Guinness Recognizes Piccolissimo as World’s Smallest Self-Powered Flying Robot

Guinness Recognizes Piccolissimo as World’s Smallest Self-Powered Flying Robot

Professor Mark Yim and graduate student Matt Piccoli, creators of Piccolissimo.

Guinness World Records has officially recognized Piccolissimo as the World’s Smallest Self-Powered Flying Robot.

Italian for “tiniest,” Piccolissimo is the brain child of Matt Piccoli, a graduate student in professor Mark Yim’s ModLab. The robot comes in two sizes; the smaller weighs less than 2.5 grams and is about the width of a quarter, while the larger, steerable version is about 2 grams heavier and a centimeter wider.

The string of adjectives qualifying Piccolissimo as the “smallest” is necessary due to the concerted effort in miniaturizing flying robots. Harvard’s RoboBee, for example, is a few millimeters smaller than the steerable Piccolissimo, but is tethered to a terrestrial power source, limiting its range of motion.
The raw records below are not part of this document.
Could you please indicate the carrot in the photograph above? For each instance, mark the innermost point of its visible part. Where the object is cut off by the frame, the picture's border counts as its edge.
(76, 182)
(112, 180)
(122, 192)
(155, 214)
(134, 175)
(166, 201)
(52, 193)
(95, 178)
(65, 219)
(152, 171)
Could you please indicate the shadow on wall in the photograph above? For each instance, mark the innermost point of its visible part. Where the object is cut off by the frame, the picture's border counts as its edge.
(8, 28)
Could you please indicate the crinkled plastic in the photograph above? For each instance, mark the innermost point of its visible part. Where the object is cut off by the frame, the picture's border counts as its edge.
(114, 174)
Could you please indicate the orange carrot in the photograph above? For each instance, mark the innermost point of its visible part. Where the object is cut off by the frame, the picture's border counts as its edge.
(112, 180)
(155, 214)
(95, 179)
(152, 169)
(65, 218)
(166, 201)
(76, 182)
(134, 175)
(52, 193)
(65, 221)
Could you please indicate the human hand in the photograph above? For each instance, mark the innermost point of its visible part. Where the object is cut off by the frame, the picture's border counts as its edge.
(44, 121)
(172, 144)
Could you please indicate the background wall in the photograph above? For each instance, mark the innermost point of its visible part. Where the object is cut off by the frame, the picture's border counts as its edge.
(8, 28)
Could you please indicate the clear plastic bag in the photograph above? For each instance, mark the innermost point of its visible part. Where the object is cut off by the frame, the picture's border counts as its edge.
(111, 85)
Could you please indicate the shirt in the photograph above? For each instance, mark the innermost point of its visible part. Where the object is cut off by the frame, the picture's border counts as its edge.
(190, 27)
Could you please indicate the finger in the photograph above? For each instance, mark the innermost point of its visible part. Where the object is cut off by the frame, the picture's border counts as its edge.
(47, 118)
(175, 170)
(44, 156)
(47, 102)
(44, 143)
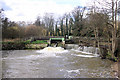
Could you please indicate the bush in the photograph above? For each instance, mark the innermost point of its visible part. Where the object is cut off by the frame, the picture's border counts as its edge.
(13, 45)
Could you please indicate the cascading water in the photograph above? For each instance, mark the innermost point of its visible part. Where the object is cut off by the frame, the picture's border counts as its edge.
(55, 62)
(86, 51)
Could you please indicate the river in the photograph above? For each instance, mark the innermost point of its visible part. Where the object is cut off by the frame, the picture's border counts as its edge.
(54, 62)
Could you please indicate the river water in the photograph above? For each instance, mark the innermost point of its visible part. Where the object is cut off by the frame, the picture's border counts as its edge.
(54, 62)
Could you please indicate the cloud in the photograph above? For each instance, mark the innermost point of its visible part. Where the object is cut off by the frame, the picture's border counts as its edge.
(28, 10)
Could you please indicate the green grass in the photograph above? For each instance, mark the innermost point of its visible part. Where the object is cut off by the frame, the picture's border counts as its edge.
(36, 42)
(40, 42)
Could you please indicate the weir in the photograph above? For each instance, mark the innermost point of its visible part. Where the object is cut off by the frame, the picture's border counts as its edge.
(56, 40)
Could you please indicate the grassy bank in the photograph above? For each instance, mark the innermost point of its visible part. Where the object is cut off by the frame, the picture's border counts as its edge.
(22, 45)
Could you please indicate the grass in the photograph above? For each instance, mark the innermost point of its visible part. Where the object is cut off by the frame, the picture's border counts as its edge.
(40, 42)
(36, 42)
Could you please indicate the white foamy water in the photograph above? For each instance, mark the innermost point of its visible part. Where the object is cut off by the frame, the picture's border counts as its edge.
(89, 56)
(53, 50)
(70, 71)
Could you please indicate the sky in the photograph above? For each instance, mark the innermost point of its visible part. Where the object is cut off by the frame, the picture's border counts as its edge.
(28, 10)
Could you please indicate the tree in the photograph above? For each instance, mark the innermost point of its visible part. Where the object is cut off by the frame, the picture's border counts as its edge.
(49, 23)
(77, 15)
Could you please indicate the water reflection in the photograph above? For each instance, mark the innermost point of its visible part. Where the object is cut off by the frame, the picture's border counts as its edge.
(54, 64)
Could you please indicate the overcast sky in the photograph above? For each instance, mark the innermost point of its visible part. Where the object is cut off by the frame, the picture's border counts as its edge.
(28, 10)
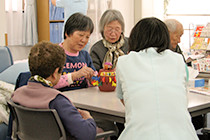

Enabling directional control on such a tiny frame is an equally big challenge, but one that the ModLab is particularly equipped to address. One of the lab’s specialties is “underactuated” robots, ones that achieve the greatest range of motion with the fewest motors possible.

To that end, Piccolissimo has only two moving parts: a propeller and the body of the robot itself. Made out of light, 3D-printed plastic, Piccolissimo’s body spins in the opposite direction as the propeller. Precisely timed speed changes, controlled by an infrared signal, can therefore turn the robot one way or another.

Professor Mark Yim and graduate student Matt Piccoli, creators of Piccolissimo.

“The body spins around 40 times per second, while the propeller spins about 800 times per second,” Piccoli says.“Since the propeller is mounted off-center on the vehicle body, the propeller’s center, and therefore the location of its thrust, also spins around 40 times per second. If we increase the propeller speed every time the body is facing ‘6 o’clock’ and slow down the propeller every time the body faces ’12 o’clock,’ the average torque tries to turn the body towards ’12 o’clock.’”

While Piccolissimo’s small size limits how much it can carry — about a gram’s worth of payload — it is enough for a small camera or other types of sensors. Piccoli also thinks that the robot’s unique mode of locomotion could be an asset in this area as well.

“Spinning vehicles are pretty terrible for carrying people, but pretty fantastic for carrying sensors,” Piccoli says. “It’s common practice to make a simple sensor, then spin it around, like radar dishes at airports. We get this feature for free, so we could take a line-scan camera, like in a barcode reader, put it on the vehicle body, and get a 360-degree panorama. These cameras are simpler and smaller than a normal 2D camera, and yet we’d get a better field of view.”